Perché, secondo lei, le politiche internazionali non affrontano i flussi migratori contemporanei?

Perché la migrazione è sempre vista come problema? Dovremmo iniziare a proteggere le persone più che i confini, cercare un modo costruttivo e vantaggioso di impiegare queste risorse in movimento, piuttosto che pensare a come rimandarle indietro.

Che cosa insegna la natura alla nostra civiltà?
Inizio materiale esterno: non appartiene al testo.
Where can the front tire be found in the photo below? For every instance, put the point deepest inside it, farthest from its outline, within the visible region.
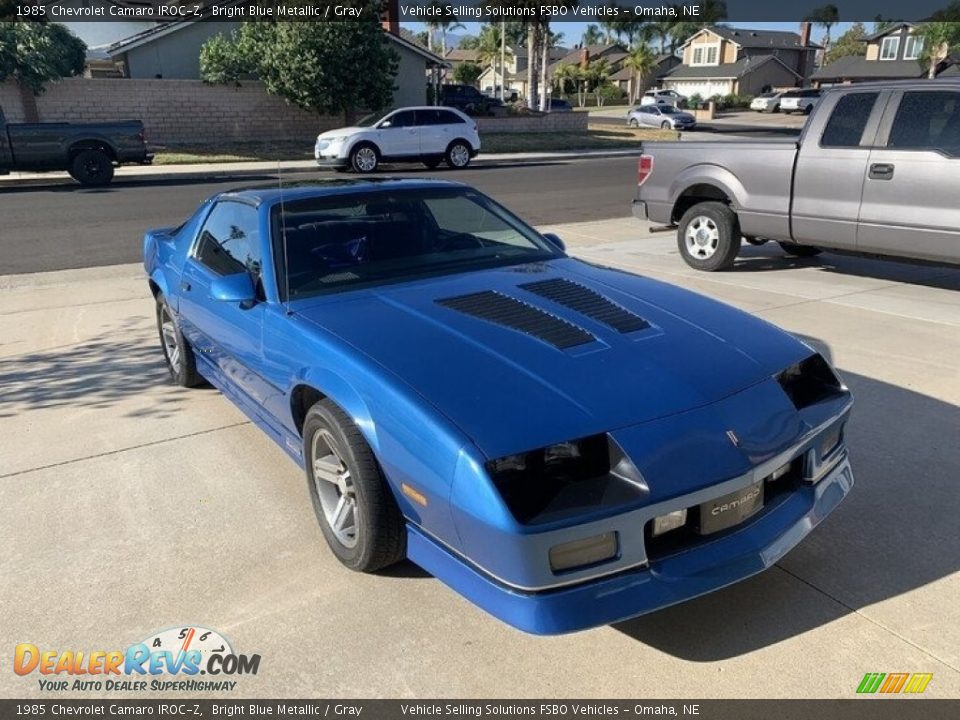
(709, 236)
(358, 514)
(458, 155)
(364, 158)
(92, 168)
(181, 362)
(799, 250)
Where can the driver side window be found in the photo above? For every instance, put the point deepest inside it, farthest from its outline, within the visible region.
(230, 240)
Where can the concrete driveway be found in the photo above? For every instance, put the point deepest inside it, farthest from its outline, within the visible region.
(128, 505)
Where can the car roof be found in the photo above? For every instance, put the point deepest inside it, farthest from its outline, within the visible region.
(307, 189)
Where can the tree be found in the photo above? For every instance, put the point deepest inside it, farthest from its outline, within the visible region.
(326, 68)
(642, 62)
(467, 73)
(591, 36)
(852, 42)
(826, 17)
(940, 41)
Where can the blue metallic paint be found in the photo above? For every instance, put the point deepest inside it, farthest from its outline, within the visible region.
(437, 394)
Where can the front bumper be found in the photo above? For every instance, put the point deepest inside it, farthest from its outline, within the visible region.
(749, 549)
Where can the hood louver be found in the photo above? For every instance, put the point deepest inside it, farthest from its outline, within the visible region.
(585, 301)
(516, 315)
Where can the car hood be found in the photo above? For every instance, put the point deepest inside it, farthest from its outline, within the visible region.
(511, 390)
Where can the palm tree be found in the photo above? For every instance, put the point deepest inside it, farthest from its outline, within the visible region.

La natura è organizzata ma non ha la politica: non c’è giudizio solo necessità. È strutturata su meccanismi stabili e, allo stesso tempo, imprevedibili. La flessibilità – genetica, comportamentale, biologica – è l’ingrediente principale dei processi evolutivi. In natura morte e sopraffazione sussistono in funzione di risorse garanti del mantenimento di equilibri delicati e necessari, svincolate da qualsiasi logica di potere, prerogativa umana.